L’héroïque fantasy ne se résume pas à des épées runiques et des batailles contre des créatures immortelles. Ce qui rend ce genre si captivant, c’est sa capacité à mêler des mondes riches, des quêtes épiques… et des personnages d’une complexité troublante, souvent déchirés entre leur destin et leurs blessures intimes. Aujourd’hui, je vous propose d’entrer dans les coulisses de mon prochain projet : « Les Ombres de Valoria » . L’ambition y est claire : créer un récit poignant et tragique autour d’une jeune adolescente en quête de reconnaissance, écrasée par des enjeux familiaux et politiques démesurés. Voici comment je structure cette histoire pour que chaque pierre de l’univers fasse écho aux failles du personnage.
1. Définir l’univers : quand le décor devient un personnage
Avant même d’écrire une ligne de dialogue ou de récit, il faut poser les fondations. En fantasy, l’univers est presque un personnage à part entière. Il porte ses propres cicatrices, ses lois implicites et ses contradictions. Pour « Les Ombres de Valoria », j’ai imaginé un royaume ancien, en plein déclin. Un empire qui fut glorieux, mais dont les forêts reculent, les mines s’épuisent et les alliances vacillent. Ce n’est pas un hasard : un monde qui se fissure est le terrain idéal pour une tragédie familiale. Demandez-vous toujours : en quoi mon décor physique reflète-t-il les conflits internes de mes personnages ? Un royaume corrompu peut ainsi faire miroir à une âme rongée par le doute.
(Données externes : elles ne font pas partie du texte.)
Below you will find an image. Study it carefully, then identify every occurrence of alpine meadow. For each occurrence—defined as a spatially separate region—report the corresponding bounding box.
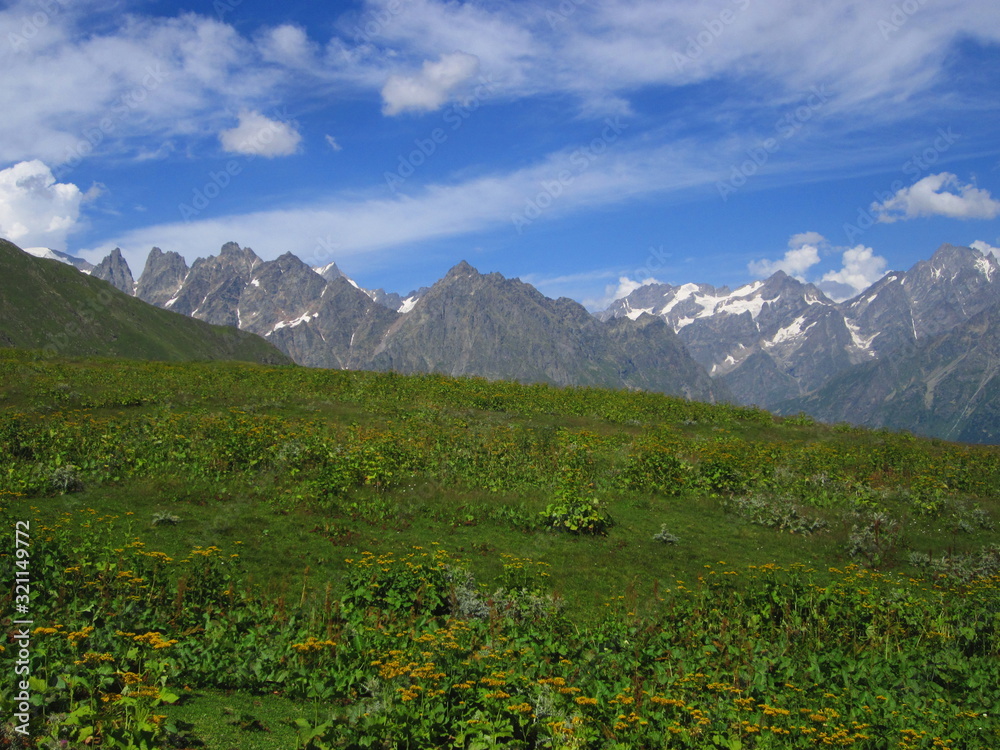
[0,0,1000,750]
[0,349,1000,750]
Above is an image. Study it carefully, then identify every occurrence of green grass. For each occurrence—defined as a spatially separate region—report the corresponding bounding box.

2. Tensions politiques et traditions rigides : le piège social
Dans ce royaume montagneux aux hivers impitoyables, la guerre et la diplomatie sont des arts sacralisés. Les généraux ne sont pas de simples officiers : ce sont des figures quasi mythifiées, élevées au rang de héros légendaires dès leur vivant. Leurs noms se chuchotent dans les chaumières et se psalmodient dans les cérémonies. Quelle pression pour leurs enfants ! Ici, les traditions sont rigides : chaque enfant de général doit, dès l’adolescence, prouver sa « bravoure ». Ceux qui échouent deviennent des parias admis au sein du foyer mais privés de nom. Cette structure sociale n’est pas un simple fond de décor. C’est le piège dans lequel va se débattre mon héroïne. À retenir pour vos propres romans : un conflit politique puissant naît toujours d’une règle absurde ou cruelle que vos personnages ne peuvent ni accepter, ni briser sans se brûler les ailes.